Debate on the mechanism of reciprocal ST depression continues, but, because in this study reciprocal ST depression occurred in leads related to opposing areas of the heart and was not associated with multivessel disease, an ischaemic aetiology is unlikely. Furthermore, the absence of a relation between reciprocal ST depression and angina induced by exercise suggests that it is a passive electrical phenomenon rather than a sign of reversible ischaemia. The argument for this mechanism is supported by studies of controlled coronary occlusion during angioplasty, in which reciprocal change is no more common in patients with multivessel disease than in those with single vessel disease20 and is not associated with abnormality of the motion of the regional left ventricular wall in an opposing area.21
Reciprocal ST depression and coronary patency
The finding that reciprocal change occurred almost exclusively in patients with severe Q wave infarction was not unexpected, given the established association between ST elevation induced by exercise in the leads related to the infarct and extensive myocardial injury.*RF 22-25* Presumably this association also accounts for the relation between reciprocal ST change and whether or not the artery related to the infarct has recanalised, persistent occlusion merely reflecting the deleterious effect of unsuccessful thrombolysis on the size of the infarct. This relation was much too weak, however, to be of clinical value in evaluating coronary patency. Moreover, because of the time that elapsed between exercise testing and cardiac catheterisation, relations between electrocardiographic changes induced by exercise and whether or not the artery related to the infarct had recanalised must be interpreted cautiously.
Limitations of the study
The potential limitations of the study relate to the interpretation of coronary arteriograms and exercise electrocardiograms. Luminal narrowing of >50%, therefore, was chosen to define an important coronary stenosis as this degree of narrowing could be easily judged by visual inspection of the coronary arteriograms. The results might have been different had a cut off value of 70% luminal narrowing been selected, although this would probably not have resulted in a large number of patients being reclassified in terms of single versus multivessel disease. The measurement of ST changes in exercise electrocardiograms may be difficult when pathological Q waves are present, particularly at high heart rates as the ST segment tends to merge with the T wave. In practice, however, this was rarely a problem, and any errors in measurement that did occur would have been random rather than systematic and probably did not substantially influence the results of the study. It should also be emphasised that, although the study relates primarily to the interpretation of changes in the ST segment, other features of the exercise test, such as the blood pressure response and exercise time, are equally important in terms of the assessment of the risk after infarction.

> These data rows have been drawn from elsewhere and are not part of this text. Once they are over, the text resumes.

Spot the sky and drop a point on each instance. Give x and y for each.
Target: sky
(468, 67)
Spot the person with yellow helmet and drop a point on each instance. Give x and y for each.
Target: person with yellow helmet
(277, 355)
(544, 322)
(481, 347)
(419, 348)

This study showed that reciprocal ST depression was common in patients undergoing early exercise testing after acute myocardial infarction and was usually associated with extensive Q wave infarction and persistent occlusion of the artery related to the infarct. Importantly, reciprocal ST depression was not associated with multivessel disease. Because reciprocal ST depression induced by exercise does not share the arteriographic correlates of isolated ST depression it should not be used as a non-invasive marker of multivessel disease in the assessment of requirements for further investigation early after acute myocardial infarction.